The heavily armed shooter who was taken down by three unarmed US men on a train outside Arras was reportedly carrying a Kalashnikov AK-47 assault rifle, along with nine magazines and up to 300 rounds of ammunition.
Security experts have been quick to point out that this is the same type weapon used by the masked, black-clad killers whose Paris attack on the offices of French comic Charlie Hebdo took 12 lives in January, prompting a major security alert across France.
Most Europeans would expect to see these weapons in warzones such as Ukraine or Syria, but while they are banned in France, there have been reports in recent years of their increasing availability to terrorists. And in October 2014 French police raided homes across the country recovering hundreds of weapons and arresting forty-eight people, after a major internet weapon-smuggling ring was broken up.
Most illegal weapons in France are believed to come from Eastern Europe, where large stocks of Soviet-era weapons found their way onto the black market with the opening of vast arsenal at the end of the Cold War. More recently weapons are also believed to have been transport from North African countries, such as Libya, since the Arab Spring.
According to the French Interior Ministry drug dealers and terrorists have been acquiring these weapon in increasing numbers, while earlier this year Philippe Capon, head of the French police union, warned that, the French black market had been “inundated” with weapons from Eastern Europe. This came amid reports that AK-47s retail for as little as 1,000 to 1,5000 Euro on the black market.
Earlier this year French media reported that last year as many as a dozen people were killed by AK-47s in France, while in 2012 the Firgaro newspaper reported that French police estimated there were 4,000 military grade weapons circulating illegally in France.
Often however the weapons are not actually AK-47s but cheap knock-offs or Eastern European/Chinese derivatives, but with the ubiquity of the AK-47 family of weapons, it is no surprise that the Arras train attacker selected the weapon.

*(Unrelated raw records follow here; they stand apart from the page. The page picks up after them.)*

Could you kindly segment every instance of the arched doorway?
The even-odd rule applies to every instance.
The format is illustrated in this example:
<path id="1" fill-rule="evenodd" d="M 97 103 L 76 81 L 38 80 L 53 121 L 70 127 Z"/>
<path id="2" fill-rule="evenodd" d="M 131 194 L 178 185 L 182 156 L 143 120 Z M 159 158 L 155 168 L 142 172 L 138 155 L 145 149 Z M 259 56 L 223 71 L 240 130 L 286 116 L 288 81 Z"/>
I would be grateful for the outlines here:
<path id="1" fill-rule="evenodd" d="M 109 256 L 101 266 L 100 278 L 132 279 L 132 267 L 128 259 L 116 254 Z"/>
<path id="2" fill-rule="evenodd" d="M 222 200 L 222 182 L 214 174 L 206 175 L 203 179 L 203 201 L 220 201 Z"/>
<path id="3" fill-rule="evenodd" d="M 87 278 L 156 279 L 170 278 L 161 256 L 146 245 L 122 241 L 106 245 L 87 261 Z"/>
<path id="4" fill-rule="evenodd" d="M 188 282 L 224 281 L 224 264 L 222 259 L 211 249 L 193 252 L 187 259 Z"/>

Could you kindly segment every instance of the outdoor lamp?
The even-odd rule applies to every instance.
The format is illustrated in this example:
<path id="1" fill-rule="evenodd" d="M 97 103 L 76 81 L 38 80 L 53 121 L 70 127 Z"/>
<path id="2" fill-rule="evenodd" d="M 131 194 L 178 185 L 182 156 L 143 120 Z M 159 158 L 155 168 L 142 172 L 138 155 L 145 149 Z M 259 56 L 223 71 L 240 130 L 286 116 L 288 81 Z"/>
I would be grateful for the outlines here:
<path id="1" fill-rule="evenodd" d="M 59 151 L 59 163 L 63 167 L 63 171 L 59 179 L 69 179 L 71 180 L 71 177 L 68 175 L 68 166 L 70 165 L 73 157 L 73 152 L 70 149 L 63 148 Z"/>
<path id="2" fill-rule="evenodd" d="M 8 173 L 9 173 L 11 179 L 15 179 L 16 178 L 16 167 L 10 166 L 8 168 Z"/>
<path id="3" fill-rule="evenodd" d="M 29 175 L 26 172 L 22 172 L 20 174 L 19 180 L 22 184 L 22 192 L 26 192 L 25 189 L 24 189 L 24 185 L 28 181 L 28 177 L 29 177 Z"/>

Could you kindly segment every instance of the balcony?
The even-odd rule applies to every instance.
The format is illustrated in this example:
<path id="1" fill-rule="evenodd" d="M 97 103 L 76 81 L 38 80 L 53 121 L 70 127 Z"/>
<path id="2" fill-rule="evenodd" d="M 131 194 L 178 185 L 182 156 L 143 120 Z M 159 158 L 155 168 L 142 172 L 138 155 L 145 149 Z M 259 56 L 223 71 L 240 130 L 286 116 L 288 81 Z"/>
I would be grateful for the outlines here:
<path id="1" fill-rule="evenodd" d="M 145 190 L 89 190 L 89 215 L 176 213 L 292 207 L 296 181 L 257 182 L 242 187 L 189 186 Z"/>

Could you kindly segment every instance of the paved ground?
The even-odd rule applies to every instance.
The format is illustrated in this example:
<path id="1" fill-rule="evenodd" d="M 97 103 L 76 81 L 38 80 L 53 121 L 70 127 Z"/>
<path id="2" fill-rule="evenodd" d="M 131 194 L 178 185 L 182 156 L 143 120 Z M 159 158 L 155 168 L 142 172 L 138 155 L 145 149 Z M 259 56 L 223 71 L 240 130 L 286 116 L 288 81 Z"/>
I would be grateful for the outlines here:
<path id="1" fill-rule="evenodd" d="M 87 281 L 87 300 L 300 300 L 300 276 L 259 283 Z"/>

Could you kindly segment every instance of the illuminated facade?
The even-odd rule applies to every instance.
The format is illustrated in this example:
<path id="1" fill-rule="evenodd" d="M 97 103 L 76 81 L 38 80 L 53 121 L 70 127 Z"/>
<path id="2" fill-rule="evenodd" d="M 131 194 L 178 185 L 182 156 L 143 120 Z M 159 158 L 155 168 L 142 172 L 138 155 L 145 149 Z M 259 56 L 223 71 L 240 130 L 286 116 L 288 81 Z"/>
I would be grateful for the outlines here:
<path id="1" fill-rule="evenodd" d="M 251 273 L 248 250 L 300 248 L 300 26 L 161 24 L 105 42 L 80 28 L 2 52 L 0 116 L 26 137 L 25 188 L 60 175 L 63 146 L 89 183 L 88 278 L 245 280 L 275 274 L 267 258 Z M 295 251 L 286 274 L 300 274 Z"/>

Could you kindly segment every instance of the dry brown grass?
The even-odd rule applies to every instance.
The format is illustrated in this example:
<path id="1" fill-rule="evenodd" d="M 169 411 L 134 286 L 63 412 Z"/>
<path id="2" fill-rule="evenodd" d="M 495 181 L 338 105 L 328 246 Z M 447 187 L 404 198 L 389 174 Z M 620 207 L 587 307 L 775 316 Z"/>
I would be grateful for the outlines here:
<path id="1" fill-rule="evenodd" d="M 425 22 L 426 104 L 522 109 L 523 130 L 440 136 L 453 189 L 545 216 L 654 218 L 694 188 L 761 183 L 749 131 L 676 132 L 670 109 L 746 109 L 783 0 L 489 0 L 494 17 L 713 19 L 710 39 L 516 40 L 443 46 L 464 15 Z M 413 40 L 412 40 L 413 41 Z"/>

Since the Mumbai terror attacks in 208, where gunmen killed more than 150 people across four days of co-ordinated shootings, and the most recent Tunisia beach attack, police in the UK have feared a “marauding-style attack” by gunmen armed with automatic weapons.
However senior police officers have repeatedly stated that military-grade weapons were far harder to source in the UK for criminals and terrorists. Despite this though. police charged seven people last week after a cache of weapons was recovered in Kent.
The seizure of more than 30 assault rifles and Skorpion machine pistols, along with 58 magazines and 1,000 rounds of ammunition, is the largest operation of its kind in the UK and followed a major investigation by the National Crime Agency (NCA).
A total of six men and a woman were arrested after the deadly stash of high-powered weapons was taken from a van as it left Cuxton Marina in Kent, after it arrived by motor cruiser from France.